In March 2026, two of the largest foreign holders of U.S. debt, Japan and China, significantly reduced their U.S. Treasury holdings.
This move was driven by distinct, yet interconnected, pressures. For Japan, the primary driver was its currency. The Japanese yen weakened dramatically, breaching the critical 160 per U.S. dollar level. To prevent a further slide, Japanese authorities intervened in the currency market by buying yen. To fund these massive interventions, they sold their most liquid foreign asset: U.S. Treasury bonds. This is a classic defensive maneuver to stabilize a currency, but it directly leads to a reduction in Treasury holdings.
China's reduction, on the other hand, appears to be part of a longer-term strategic shift.

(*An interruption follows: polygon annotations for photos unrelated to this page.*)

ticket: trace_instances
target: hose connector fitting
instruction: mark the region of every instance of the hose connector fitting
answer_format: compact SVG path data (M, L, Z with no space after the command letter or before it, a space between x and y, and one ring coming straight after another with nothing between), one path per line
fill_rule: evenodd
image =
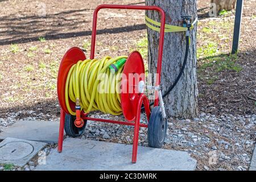
M82 127L84 125L84 119L81 118L81 106L80 100L77 98L76 100L76 120L75 121L75 125L77 127Z
M192 27L191 23L191 16L189 15L181 15L181 18L183 19L183 27L188 28L188 30L190 30L190 28Z

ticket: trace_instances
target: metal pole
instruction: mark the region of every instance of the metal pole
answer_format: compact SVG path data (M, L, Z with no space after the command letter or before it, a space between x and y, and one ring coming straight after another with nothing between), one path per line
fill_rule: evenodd
M243 0L237 0L234 35L233 37L232 54L236 53L238 49L239 38L240 36L241 23L243 10Z

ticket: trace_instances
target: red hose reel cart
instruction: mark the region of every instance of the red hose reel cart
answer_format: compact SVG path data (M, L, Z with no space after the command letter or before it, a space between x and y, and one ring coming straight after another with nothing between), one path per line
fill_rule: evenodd
M130 6L130 5L102 5L98 6L94 10L93 14L91 51L90 59L94 58L95 44L96 40L96 26L97 14L102 9L129 9L141 10L155 10L161 15L161 26L160 30L160 39L159 45L159 53L157 64L157 76L155 86L152 86L151 89L155 90L155 100L154 107L150 110L148 98L143 93L143 91L137 92L138 85L133 85L134 89L133 93L120 93L121 106L123 114L127 122L118 121L109 119L99 119L89 117L89 113L80 112L76 110L76 103L69 100L69 105L74 112L77 111L76 117L69 114L65 104L65 86L68 73L71 67L76 64L79 60L85 60L86 56L83 51L77 47L73 47L69 49L64 55L60 63L58 77L57 77L57 95L61 107L60 123L58 143L58 151L61 152L63 142L63 133L65 127L66 133L73 137L80 135L85 129L85 125L88 120L98 122L105 122L120 125L134 126L134 133L133 137L133 147L132 155L132 163L136 163L138 142L139 136L139 130L140 127L148 127L148 140L149 146L152 147L160 148L164 142L166 135L167 122L165 117L165 113L163 107L159 106L160 102L162 102L162 94L159 89L160 81L161 67L163 54L163 47L164 42L165 14L164 11L157 6ZM123 74L128 75L130 73L144 73L144 63L142 57L138 51L131 52L128 56L123 67ZM141 78L140 82L144 82L144 77ZM121 81L122 86L130 86L128 79L123 78ZM160 97L159 97L160 96ZM140 114L142 105L143 104L148 124L140 123Z

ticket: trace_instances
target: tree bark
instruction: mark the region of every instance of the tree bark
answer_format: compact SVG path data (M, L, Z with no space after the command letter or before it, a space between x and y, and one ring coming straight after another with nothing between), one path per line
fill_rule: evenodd
M166 23L182 26L183 15L197 16L197 1L146 0L146 5L162 8L166 15ZM147 15L160 22L158 13L147 11ZM187 64L183 75L174 89L164 98L168 117L189 118L197 114L197 85L196 76L196 26L190 32L191 44ZM159 33L147 27L148 69L156 72ZM180 71L185 56L185 36L184 32L165 33L161 74L162 93L174 82Z
M236 0L211 0L212 3L216 4L216 11L231 10L235 8Z

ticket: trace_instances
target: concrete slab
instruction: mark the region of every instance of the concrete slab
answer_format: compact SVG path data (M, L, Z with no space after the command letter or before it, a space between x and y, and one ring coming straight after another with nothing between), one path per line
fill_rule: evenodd
M186 152L138 147L137 163L132 164L132 146L67 138L63 150L52 150L44 165L35 170L194 170L196 160Z
M250 165L250 171L256 171L256 145L254 147L253 157L251 158L251 164Z
M24 140L57 143L59 123L50 121L20 121L0 133L0 139L7 137Z
M47 144L6 138L0 143L0 164L23 167Z
M250 167L249 171L256 171L256 167Z

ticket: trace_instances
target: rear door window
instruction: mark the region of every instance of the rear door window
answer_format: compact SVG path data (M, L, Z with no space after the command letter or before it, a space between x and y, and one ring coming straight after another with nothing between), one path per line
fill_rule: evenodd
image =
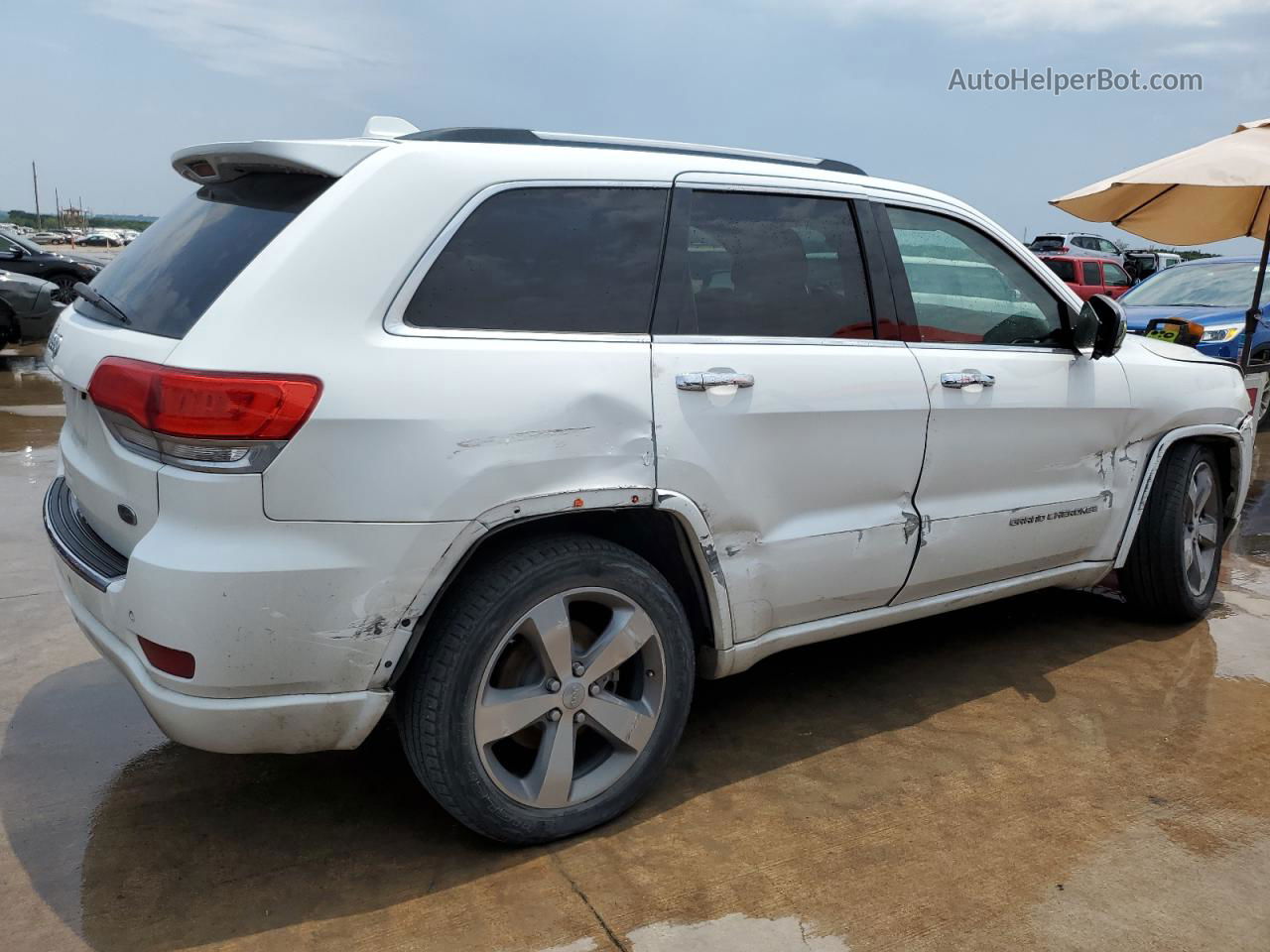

Reports suggest that Beijing has been advising its banks to limit their exposure to U.S. debt. This policy is likely motivated by a desire to manage risks associated with geopolitical tensions and potential U.S. sanctions. By gradually decreasing its reliance on U.S. assets, China aims to insulate its financial system from external pressures.
Overlaying these individual country actions was a challenging global market environment. Escalating conflict in the Middle East caused oil prices to spike, which in turn reignited inflation fears in the United States. In response, U.S. 10-year Treasury yields climbed from around 4.0% to over 4.6%. It's important to understand what this means: as interest rates (yields) rise, the price of existing bonds falls. This created substantial valuation losses for all bondholders, including foreign governments. A significant portion of the reported drop in holdings was not from active selling but from the simple fact that the bonds they already held were worth less.
This highlights a crucial nuance in the data. The headline numbers can be misleading if not viewed in context. The reduction is a combination of Japan's active selling for currency defense, China's strategic reduction, and market-driven valuation losses. Furthermore, China's true holdings are notoriously difficult to pinpoint from the official U.S. Treasury International Capital (TIC) data, as it often holds securities through custodians in other countries like Belgium and Luxembourg, obscuring the ultimate owner.
- Glossary -
- U.S. Treasury International Capital (TIC) Data: A monthly report from the U.S. Treasury that tracks the flows of financial assets into and out of the United States, including foreign holdings of U.S. securities.
- Valuation Loss: A decrease in the market value of an asset. For bonds, when market interest rates rise, the value of existing bonds with lower fixed interest rates falls.
- Currency Intervention: An action taken by a central bank to influence the value of its currency in the foreign exchange market, typically by buying or selling its own currency.